Sunday, July 26, 2009
It would be perfectly understandable, after five baseball tournaments and never progressing past the semi-finals, if Abe started to get discouraged. He's been playing baseball nonstop since February, first with his regular league team, and then this summer with All Stars, and now with his tournament team, the Thunder. We're at tournaments most weekends, and some weekdays too. And when they don't have games, they're practicing, up to three times a week. More for Abe if you count the two weeks of baseball camp and a couple of extra private sessions. They've won games, many games, but they've never won it all. Despite all the hard work, the excellent coaching, and the deep pool of talent, they seem to always lose in the semis.
Today, though, I witnessed something really hopeful, something way more important than getting to the finals. Something I'd been waiting to see. The Thunder came back from being down 1-3 to tie the game and then win 4-3 with a walk-off single in the bottom of the sixth. I was so proud of them all, and their perseverance. It would be so easy at age 10 or 11 to get discouraged when you're down by a few runs. But today they stuck with it, battled hard, and won the game that deservedly landed them in the semis. I jumped up and down on the metal bleachers, screaming "I'm so proud of you THUNDER! Way to stick with it". I'm pretty sure Abe was too busy celebrating with his team to notice his kooky mom. At least I hope.
Abe didn't hit well this weekend.
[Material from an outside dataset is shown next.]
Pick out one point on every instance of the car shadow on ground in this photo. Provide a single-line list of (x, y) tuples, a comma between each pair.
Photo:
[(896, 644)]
I didn't keep close track, but he did of course. "Four pop-ups today, Mom" he said as we got in the car. "All I needed was a ground-out (his specialty) to bring in a run, but I couldn't even do that." I reminded him that last week he was striking out a lot and that he didn't strike out once this weekend. He battled up there, forcing the pitchers to throw him a lot of pitches. Sometimes runners even advanced. And he really excelled at catcher in his first full-running tournament. But he's not satisfied.
Let me be clear --while he's not happy about his hitting, he's neither tired nor discouraged. If anything he's even more motivated. His first words, upon leaving the dugout after the 9-1 loss in the semis, were "Can we please go to the batting cages? I really want to work on my hitting." He was enthusiastic, almost cheerful, despite the loss not 10 minutes earlier.
And tonight, after returning from a marathon wii baseball tournament with friends, he walked in the front door and immediately asked Paul to throw him some wiffles in the backyard.
He's in a great mood, full from all the baseball (the wins and the losses) and fun times with great teammates. No, he's not discouraged...he just wants to get back out there and play.
Even as I type, he's standing in the living room throwing phantom pitches, and demonstrating the full concept of a "balk" to Paul. And I just heard them make a plan to hit the batting cages at 7:30am tomorrow. Abe's not an early riser, so this is serious.
I was talking with another parent this week about how baseball is really a metaphor for life. Whether they win or they lose, these kids are learning so much about working hard at something they love, about learning from and then letting go of mistakes, about supporting a teammate in a slump or in a streak, and about respect for their coaches, the umps and their opponents. I never played on a team as a kid, but I think if I had I wouldn't have been so afraid to mess up every once in a while. I might have learned to persevere even if I wasn't particularly good, just because I loved it. Abe is good, but what matters even more to me is that he loves this game and he keeps asking for more opportunities to play.
I'm afraid to break it to him that he starts basketball camp tomorrow.